Nurses advance the profession through multiple approaches to knowledge development, professional standards, and the generation of policies for nursing, health, and social concerns.

7.1 Contributions through Knowledge Development, Research, and Scholarly Inquiry

All nurses are engaged in knowledge production that informs nursing practice. Nursing knowledge draws from and contributes to the sciences and humanities. Nurses engage in research and scholarly inquiry designed to expand the body of nursing knowledge through theory, philosophy, ethics, science, and practice.

Nurses develop knowledge using a diversity of methodologies derived from the natural sciences, the social sciences, and the humanities. Multiple ways of knowing provide varied insights that contribute to nursing knowledge. The body of knowledge from non-nursing disciplines is also important to advance nursing knowledge. This includes historical, philosophical, and ethical approaches. The integration of the arts also broadens nursing’s knowledge base and contributes to nurses’ understanding of the human experience. Nursing knowledge and practice benefit from a plurality of perspectives and knowers.

Understanding how rigorous and ethical research enables the integration of findings into practice protocols and guidelines, advances health outcomes, and shapes policy development to support nursing practice. Some nurses are directly involved in empirical research as principal investigators or lead nurse scientists, research coordinators, or other members of the research team. The incorporation of research findings in clinical practice benefits patients who are the recipients of a nurse’s expert knowledge, skill, and care. Research may or may not directly benefit the individual enrolled in a research study but advances knowledge for the future treatment of patients and is a gift of the consenting participants.

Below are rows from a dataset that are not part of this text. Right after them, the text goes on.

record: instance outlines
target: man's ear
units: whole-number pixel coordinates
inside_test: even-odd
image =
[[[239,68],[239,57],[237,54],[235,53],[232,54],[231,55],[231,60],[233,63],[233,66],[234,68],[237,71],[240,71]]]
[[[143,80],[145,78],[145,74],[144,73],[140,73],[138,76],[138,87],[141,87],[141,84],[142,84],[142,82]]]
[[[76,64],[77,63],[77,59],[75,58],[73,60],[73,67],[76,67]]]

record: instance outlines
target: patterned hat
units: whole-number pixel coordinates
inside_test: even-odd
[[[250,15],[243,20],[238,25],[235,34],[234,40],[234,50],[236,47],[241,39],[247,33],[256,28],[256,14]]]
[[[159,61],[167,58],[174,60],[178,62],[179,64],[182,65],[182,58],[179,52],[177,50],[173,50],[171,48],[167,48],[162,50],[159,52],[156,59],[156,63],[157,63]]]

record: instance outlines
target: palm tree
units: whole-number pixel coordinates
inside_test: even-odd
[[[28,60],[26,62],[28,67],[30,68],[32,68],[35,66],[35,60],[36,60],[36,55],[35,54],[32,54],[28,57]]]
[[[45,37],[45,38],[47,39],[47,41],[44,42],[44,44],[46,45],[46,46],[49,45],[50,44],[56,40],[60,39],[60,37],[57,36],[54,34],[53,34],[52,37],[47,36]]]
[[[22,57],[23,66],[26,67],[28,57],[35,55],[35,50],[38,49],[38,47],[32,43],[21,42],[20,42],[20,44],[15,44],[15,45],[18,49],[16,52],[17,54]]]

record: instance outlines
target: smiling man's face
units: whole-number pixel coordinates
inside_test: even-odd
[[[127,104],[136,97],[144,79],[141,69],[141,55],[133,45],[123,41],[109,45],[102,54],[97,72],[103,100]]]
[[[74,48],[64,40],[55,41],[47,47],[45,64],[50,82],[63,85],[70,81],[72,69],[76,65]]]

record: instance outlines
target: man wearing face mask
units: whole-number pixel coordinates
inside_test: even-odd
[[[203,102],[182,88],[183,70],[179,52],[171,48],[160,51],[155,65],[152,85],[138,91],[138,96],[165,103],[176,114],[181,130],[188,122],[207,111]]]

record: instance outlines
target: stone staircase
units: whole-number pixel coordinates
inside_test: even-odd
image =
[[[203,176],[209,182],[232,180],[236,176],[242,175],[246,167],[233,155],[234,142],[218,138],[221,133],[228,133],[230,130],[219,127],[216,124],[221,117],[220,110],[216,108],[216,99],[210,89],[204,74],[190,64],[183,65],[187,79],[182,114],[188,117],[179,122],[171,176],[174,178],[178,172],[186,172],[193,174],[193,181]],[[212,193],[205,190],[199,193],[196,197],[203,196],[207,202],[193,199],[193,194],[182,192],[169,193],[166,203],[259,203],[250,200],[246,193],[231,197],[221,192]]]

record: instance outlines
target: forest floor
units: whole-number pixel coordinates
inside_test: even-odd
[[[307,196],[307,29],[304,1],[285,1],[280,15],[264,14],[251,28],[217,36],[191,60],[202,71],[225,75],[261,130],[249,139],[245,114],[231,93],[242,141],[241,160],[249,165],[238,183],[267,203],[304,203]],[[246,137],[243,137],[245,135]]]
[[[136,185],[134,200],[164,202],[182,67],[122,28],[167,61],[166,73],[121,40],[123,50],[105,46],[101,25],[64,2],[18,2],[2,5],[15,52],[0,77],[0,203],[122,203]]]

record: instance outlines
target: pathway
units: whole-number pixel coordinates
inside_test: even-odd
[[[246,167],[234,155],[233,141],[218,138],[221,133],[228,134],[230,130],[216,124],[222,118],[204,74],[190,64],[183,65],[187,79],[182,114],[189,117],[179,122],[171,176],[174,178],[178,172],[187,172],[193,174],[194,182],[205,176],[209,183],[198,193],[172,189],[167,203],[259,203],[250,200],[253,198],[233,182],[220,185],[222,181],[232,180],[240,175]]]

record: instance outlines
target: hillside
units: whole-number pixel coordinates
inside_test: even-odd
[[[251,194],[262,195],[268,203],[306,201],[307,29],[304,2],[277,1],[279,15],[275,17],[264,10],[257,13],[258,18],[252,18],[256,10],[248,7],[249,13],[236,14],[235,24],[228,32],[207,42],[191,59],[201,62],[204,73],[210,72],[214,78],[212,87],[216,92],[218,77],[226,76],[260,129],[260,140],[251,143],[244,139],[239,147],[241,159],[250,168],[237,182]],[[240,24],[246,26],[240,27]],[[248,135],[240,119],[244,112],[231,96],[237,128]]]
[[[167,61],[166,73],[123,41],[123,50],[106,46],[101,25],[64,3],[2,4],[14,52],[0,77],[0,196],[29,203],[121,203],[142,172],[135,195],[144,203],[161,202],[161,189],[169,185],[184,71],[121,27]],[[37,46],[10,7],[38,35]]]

Nurses increasingly come in contact with research procedures in the delivery of nursing care. All nurses ought to understand the elements of what makes research ethical: social value, scientific merit, informed consent, fair subject selection, independent review, favorable risk-benefit ratio, and respect for enrolled participants. Evidence-based practice is generated from research and other quality improvement processes and improves the care provided in all settings.